Top-line growth has remained consistent over the past year, and its operating margins expanded as it stepped back from making big acquisitions. As a result, its adjusted EPS growth accelerated, and it finally achieved stable profitability on a GAAP basis. It expects its adjusted operating margin to expand to 21.5% or 22% in fiscal 2023. 

Metric

Q2 2022

Q3 2022

Q4 2022

Q1 2023

Q2 2023

Revenue growth (YOY)

30%

29%

27%

25%

26%

Billings growth (YOY)

32%

40%

44%

27%

26%

Adjusted operating margin

18.4%

18.2%

20.8%

20.6%

22.8%

Adjusted EPS growth (YOY)

20%

30%

49%

51%

81%

Data source: Palo Alto Networks. YOY = year over year.

Palo Alto's NGS services should drive most of that growth. Its annual recurring revenues (ARR) from its NGS services rose 63% year over year to $2.3 billion in the second quarter and accounted for 37% of its trailing-12-month (TTM) revenue. That's up from 36% of its TTM revenue in the first quarter and 35% in the fourth quarter of 2022.

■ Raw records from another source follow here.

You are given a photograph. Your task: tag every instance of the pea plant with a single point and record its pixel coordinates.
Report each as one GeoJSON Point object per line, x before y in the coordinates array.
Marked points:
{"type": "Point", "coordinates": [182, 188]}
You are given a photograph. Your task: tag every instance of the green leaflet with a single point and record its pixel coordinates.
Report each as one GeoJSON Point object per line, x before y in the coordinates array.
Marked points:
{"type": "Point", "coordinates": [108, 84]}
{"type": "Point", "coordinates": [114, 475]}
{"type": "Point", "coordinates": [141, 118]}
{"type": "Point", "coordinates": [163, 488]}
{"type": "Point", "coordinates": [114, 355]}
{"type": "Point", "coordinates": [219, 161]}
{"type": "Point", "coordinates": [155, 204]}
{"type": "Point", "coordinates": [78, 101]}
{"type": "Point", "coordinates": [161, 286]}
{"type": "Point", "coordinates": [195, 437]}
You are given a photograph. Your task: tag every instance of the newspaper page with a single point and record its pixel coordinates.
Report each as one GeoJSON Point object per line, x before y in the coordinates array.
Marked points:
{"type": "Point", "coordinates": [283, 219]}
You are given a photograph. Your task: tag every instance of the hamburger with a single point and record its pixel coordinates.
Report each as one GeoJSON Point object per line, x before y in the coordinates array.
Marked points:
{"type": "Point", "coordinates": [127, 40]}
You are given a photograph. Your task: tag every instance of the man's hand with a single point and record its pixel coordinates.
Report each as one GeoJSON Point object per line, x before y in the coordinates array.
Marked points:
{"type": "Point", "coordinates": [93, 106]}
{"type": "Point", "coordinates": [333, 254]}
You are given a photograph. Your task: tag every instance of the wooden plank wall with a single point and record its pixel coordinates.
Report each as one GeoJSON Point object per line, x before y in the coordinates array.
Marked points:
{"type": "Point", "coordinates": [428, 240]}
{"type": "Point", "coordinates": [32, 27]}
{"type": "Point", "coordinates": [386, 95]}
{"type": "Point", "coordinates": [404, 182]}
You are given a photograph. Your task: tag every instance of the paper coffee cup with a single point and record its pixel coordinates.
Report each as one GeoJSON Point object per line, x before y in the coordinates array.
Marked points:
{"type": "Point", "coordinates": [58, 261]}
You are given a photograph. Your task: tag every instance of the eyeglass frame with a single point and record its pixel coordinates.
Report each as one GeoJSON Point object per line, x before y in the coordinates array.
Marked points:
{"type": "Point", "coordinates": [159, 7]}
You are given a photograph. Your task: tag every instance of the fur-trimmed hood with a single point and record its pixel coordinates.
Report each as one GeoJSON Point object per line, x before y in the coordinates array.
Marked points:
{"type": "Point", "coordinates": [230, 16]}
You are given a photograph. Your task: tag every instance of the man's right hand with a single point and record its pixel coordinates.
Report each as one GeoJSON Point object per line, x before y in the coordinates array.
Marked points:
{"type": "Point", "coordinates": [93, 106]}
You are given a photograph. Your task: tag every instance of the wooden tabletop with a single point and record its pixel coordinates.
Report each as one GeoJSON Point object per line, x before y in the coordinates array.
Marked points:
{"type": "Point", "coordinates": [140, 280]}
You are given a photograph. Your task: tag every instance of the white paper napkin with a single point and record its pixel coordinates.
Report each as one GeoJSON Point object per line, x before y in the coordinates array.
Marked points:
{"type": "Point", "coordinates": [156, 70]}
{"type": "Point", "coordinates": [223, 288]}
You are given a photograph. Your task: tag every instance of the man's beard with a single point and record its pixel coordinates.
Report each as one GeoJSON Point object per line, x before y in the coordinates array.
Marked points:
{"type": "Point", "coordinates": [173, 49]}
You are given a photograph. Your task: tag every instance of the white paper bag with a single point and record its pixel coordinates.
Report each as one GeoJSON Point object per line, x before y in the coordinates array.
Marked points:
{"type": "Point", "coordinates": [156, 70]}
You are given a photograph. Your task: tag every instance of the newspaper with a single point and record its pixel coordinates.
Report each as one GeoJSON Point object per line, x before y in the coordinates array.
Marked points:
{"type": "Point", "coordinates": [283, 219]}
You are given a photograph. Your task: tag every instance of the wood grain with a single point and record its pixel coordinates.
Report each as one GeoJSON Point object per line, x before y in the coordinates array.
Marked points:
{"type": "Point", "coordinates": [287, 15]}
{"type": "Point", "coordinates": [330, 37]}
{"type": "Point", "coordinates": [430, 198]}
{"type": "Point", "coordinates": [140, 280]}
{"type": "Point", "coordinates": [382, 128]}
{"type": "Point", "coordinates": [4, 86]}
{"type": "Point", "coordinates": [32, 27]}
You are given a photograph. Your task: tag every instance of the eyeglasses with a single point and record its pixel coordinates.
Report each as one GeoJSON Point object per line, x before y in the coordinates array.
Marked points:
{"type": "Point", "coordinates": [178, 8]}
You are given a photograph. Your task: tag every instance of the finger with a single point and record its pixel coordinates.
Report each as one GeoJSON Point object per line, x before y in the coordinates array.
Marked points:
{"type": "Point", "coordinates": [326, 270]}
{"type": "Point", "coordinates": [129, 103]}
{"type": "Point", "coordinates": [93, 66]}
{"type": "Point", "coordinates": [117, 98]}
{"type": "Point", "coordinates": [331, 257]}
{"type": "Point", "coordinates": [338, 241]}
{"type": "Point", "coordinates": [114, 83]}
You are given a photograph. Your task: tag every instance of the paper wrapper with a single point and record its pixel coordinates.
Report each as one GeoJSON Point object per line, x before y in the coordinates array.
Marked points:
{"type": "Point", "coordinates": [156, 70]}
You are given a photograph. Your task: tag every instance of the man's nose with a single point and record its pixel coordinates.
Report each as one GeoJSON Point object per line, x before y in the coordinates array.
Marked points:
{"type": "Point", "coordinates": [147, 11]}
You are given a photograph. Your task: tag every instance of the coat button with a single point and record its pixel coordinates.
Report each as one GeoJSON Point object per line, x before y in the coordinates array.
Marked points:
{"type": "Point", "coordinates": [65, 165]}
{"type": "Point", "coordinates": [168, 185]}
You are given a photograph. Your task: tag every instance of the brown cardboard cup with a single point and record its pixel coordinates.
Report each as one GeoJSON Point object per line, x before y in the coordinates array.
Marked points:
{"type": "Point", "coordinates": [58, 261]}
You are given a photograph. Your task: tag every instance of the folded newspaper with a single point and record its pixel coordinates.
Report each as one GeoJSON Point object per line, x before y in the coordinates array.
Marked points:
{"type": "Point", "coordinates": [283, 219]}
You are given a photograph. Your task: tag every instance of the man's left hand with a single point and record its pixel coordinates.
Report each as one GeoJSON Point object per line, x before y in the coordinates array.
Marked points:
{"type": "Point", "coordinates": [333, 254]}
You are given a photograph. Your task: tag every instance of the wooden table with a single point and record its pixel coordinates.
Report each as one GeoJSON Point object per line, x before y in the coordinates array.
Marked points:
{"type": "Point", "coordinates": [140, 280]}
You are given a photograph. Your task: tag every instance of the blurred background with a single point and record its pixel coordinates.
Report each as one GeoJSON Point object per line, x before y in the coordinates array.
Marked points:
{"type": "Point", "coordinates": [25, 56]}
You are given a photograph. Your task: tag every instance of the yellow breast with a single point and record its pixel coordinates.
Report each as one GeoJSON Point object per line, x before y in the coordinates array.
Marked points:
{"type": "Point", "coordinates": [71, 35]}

The ongoing expansion of those NGS businesses should ensure that Palo Alto doesn't mature into a slower-growth cybersecurity company like Check Point Software (CHKP -1.65%) -- which competes against Strata in the next-gen firewall market -- anytime soon. It should also silence the bears who believe that younger cloud and AI-oriented challengers like CrowdStrike and SentinelOne will disrupt Palo Alto's business.

A recession-resistant growth play

Cybersecurity companies are well insulated from economic downturns because enterprise customers won't lower their digital defenses just to save a few dollars. But the macroeconomic headwinds can still cause companies to rein in their spending on new deals. Yet those challenges aren't affecting Palo Alto.

In the second quarter, the number of deals it closed that were worth over $1 million rose nearly 20% year over year. Its deals worth more than $5 million increased 84%, while those over $10 million surged 140%.

During the conference call, CEO Nikesh Arora said that while Palo Alto expected to see more-cautious spending over the next few quarters, it wasn't anticipating any big shocks to its core business. Arora also believes that companies will continue to adopt next-gen firewalls and other cloud-based cybersecurity services as they optimize their spending.

Is it the right time to buy Palo Alto?

At $190, Palo Alto trades at about 48 times this year's adjusted earnings and 8 times this year's sales. Those valuations aren't cheap, but they're reasonable relative to most of its cybersecurity peers.

CrowdStrike, which is growing faster, trades at 54 times its forward adjusted earnings and 12 times this year's sales -- but it's far from profitable on a GAAP basis. SentinelOne, which is growing even faster than CrowdStrike but unprofitable by both GAAP and non-GAAP measures, trades at 11 times this year's sales. Therefore, I believe Palo Alto is still worth buying at these levels -- and it could go much higher over the long term.